Subspace projection filters for real-time brain electromagnetic imaging.

作者信息

Congedo Marco

机构信息

TECH/IDEA/TIPS Laboratory, France Telecom R&D, Grenoble.

出版信息

IEEE Trans Biomed Eng. 2006 Aug;53(8):1624-34. doi: 10.1109/TBME.2006.878055.

Abstract

An increasing number of neuroimaging laboratories are becoming interested in real-time investigations of the human brain. The opportunities offered by real-time applications are inversely proportional to the latency of the brain activity response and to the computational delay of brain activity estimation. Electromagnetic tomographies, based on electroencephalography (EEG) or magnetoencephalography (MEG), feature immediacy of brain activity response and excellent time resolution, hence they are natural candidates.
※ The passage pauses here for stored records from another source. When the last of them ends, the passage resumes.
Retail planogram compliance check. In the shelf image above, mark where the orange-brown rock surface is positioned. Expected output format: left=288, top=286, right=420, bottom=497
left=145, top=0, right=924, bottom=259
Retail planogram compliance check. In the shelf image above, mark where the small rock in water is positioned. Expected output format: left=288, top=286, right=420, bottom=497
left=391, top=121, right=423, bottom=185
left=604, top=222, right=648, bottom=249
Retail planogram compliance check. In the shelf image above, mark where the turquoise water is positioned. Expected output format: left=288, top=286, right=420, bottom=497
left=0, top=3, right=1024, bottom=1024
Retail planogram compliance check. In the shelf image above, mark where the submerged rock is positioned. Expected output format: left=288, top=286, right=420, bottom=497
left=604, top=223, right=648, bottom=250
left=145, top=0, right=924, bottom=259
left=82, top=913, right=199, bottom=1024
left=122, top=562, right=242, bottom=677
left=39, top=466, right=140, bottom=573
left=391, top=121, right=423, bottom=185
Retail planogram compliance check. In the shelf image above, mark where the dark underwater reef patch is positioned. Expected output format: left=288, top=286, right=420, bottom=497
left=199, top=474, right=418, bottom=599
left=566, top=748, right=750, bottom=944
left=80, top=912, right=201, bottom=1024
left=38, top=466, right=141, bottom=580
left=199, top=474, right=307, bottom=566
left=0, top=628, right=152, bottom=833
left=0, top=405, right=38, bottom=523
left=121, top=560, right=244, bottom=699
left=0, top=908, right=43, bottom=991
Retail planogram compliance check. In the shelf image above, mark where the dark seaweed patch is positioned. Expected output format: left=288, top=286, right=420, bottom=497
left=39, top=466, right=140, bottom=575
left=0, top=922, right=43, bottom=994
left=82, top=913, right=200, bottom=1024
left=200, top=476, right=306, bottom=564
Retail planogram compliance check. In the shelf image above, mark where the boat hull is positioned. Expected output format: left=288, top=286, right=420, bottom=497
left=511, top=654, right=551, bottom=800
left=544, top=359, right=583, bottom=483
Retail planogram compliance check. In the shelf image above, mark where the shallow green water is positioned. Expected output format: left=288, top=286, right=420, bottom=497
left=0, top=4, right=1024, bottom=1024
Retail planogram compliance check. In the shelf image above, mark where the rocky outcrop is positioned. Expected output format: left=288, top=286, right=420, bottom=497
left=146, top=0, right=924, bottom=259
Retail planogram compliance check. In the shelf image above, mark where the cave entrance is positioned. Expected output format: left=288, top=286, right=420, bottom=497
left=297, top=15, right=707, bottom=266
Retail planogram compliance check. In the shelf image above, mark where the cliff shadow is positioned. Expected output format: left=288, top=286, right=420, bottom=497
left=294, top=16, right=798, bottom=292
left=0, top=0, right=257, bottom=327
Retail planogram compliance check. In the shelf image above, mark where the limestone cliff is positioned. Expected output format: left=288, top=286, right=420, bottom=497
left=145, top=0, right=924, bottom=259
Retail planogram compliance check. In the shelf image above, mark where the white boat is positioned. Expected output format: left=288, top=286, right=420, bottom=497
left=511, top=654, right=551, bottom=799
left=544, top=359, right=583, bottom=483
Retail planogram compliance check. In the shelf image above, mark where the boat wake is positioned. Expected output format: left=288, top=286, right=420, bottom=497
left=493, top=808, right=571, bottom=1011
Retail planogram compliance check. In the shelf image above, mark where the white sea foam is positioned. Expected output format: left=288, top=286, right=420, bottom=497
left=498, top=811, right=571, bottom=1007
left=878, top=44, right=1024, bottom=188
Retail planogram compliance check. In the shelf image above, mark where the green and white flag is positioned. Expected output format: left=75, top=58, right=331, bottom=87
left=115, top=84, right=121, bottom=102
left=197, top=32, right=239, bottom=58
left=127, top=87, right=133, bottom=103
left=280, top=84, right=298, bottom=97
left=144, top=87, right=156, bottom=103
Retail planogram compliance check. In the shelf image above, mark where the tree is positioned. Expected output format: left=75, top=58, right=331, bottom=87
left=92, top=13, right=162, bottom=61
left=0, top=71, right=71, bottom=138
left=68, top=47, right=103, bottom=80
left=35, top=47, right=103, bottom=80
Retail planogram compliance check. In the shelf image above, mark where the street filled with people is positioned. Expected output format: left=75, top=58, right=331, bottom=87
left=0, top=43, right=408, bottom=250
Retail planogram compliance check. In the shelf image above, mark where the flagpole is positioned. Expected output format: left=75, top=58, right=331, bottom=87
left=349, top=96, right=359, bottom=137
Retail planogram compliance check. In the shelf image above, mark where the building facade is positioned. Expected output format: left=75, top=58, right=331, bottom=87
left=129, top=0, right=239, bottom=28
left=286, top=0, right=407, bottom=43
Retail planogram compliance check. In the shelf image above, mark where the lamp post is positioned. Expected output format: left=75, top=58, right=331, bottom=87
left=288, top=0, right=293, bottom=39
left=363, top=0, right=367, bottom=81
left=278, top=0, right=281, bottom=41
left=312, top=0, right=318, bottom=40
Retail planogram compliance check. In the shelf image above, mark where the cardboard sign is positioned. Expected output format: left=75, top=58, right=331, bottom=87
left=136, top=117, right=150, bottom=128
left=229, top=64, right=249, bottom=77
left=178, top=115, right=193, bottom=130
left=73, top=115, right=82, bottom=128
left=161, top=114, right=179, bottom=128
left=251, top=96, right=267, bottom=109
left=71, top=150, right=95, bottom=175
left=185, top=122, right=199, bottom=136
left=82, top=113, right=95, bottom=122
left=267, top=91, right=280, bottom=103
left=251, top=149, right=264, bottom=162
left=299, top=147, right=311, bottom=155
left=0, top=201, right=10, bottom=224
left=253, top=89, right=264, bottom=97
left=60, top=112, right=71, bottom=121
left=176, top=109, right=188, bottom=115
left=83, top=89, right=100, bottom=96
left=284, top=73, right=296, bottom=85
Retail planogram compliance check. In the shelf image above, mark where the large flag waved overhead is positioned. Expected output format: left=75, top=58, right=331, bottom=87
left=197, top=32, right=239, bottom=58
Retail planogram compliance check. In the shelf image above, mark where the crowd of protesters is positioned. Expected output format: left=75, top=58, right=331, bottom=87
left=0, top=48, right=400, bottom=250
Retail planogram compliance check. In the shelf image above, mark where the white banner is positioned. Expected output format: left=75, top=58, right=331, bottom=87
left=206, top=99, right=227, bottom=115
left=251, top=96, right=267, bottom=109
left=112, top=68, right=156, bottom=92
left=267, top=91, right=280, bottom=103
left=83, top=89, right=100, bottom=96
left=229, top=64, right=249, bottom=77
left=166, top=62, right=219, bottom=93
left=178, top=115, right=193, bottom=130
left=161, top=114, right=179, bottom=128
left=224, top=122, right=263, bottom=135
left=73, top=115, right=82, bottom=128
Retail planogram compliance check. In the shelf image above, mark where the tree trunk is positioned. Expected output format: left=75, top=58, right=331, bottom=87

However their spatial resolution and signal-to-noise ratio are poor. In this paper, we develop data-independent and data-dependent subspace projection filters for the standardized low-resolution electromagnetic tomography (sLORETA), a weighted minimum norm inverse solution for EEG/MEG. The filters are designed for extracting time-series of source activity in any given region of interest. The data-independent filter is shown to reduce interference of sources originating in neighboring regions, whereas the data-dependent filter is shown to suppress sensor measurement noise. An effective and straightforward way to combine them is demonstrated. The result is a dual subspace projection allowing both noise suppression and interference reduction.

摘要

越来越多的神经成像实验室开始对人类大脑的实时研究感兴趣。实时应用所提供的机会与大脑活动响应的延迟以及大脑活动估计的计算延迟成反比。基于脑电图(EEG)或脑磁图(MEG)的电磁断层成像具有大脑活动响应的即时性和出色的时间分辨率,因此它们是天然的选择。然而,它们的空间分辨率和信噪比很差。在本文中,我们为标准化低分辨率电磁断层成像(sLORETA)开发了与数据无关和与数据相关的子空间投影滤波器,sLORETA是一种用于EEG/MEG的加权最小范数逆解。这些滤波器旨在提取任何给定感兴趣区域中的源活动时间序列。结果表明,与数据无关的滤波器可减少源自相邻区域的源干扰,而与数据相关的滤波器可抑制传感器测量噪声。本文展示了一种有效且直接的方法来组合它们。结果是一种双子空间投影,可同时实现噪声抑制和干扰减少。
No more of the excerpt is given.